Most people keep shelving their lifelong dreams due to a variety of reasons like financial strains, lack of energy and not believing in themselves. Sometimes you might not even get the opportunity to dust off those shelves and claim your stake in this world.
Well, thanks to financial saints and gurus, almost 60% of persons today can actualize their dreams after retirement. Through the Zeus of all financial products, equity release, homeowners aged 55 and above with properties worth more than €70,000 can unlock the equity tied up in their estate. What’s more, unlike traditional mortgages, you don’t have to dedicate a specific amount of cash to pay off your mortgage every month. With equity release schemes, you just have to ensure you pay off the loan when you die or move into long-term care.
Now, you might find yourself in a confusing state wondering what all this is about. Well, don’t worry. Here’s a comprehensive guide to help you understand what equity release is all about and how you can finance that real estate business using the capital tied up in your residence.
What is Equity Release?
It’s a financial plan that lets homeowners who are 55 years and above to reap the benefits of having equity tied up in their residence and turning it into a cash lump sum or monthly income.
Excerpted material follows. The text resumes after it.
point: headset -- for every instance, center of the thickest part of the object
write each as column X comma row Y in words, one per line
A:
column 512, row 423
Unlike most standard mortgage plans, with equity release schemes, you don’t have to make any monthly reimbursements, and they let you reside in your estate until you pass away or move out permanently. Only then is your scheme customarily repaid from the sale proceeds of your property.
The capital you release is also tax-free, and you have the financial freedom to spend it on what you want – meaning you get to tour the world, start or complete that real estate project for your firm, make home renovations, and blissfully enjoy your golden years.
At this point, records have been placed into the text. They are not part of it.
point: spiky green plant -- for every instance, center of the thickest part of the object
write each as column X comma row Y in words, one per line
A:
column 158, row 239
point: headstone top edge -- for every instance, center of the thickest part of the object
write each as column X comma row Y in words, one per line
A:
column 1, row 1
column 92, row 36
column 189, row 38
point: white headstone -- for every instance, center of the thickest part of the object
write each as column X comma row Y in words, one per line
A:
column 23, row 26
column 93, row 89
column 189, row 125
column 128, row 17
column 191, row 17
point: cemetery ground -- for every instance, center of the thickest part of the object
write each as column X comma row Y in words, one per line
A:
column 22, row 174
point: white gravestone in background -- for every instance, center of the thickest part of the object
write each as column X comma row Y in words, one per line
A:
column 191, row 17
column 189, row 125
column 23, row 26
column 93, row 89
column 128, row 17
You’ve always wanted to go to Cape Town, refurbish your bedroom and fund that project well, you can do that quickly now with the equity release plans.
The Types of Equity Release
There are two primary forms of equity release schemes.
#01. Lifetime Mortgages
It’s a loan for an agreed amount of tax-free cash secured against your property, and it’s available to homeowners aged 55+.
You continue to own the property, reside there rent-free, and you don’t make monthly repayments.
Instead, the capital you borrow and any interest accrued is paid back when you breathe your last or go into residential care permanently. If there is any equity leftover once the loan has been repaid, this then goes to your estate.
#02. Home Reversion Plans
The plan lets you sell part or all of your estate in return for a tax-free lump sum or a monthly income. It’s available to homeowners aged 60 and above.
The price your plan provider pays is below the market value since the plan also offers you the chance to continue living in your residence, rent-free until you pass on or move out permanently.
When this happens, your lender then puts up your manor for sale, and you or your property will receive the value of your share – it’s usually the amount your residence sold for minus the percentage you sold to the equity release provider initially.
Getting an equity release plan is a great way to support yourself financially after retirement. However, you need to ensure that you obtain independent financial advice before taking out a plan. Moreover, if it’s not the best option for you, you can always try downsizing or buying an annuity.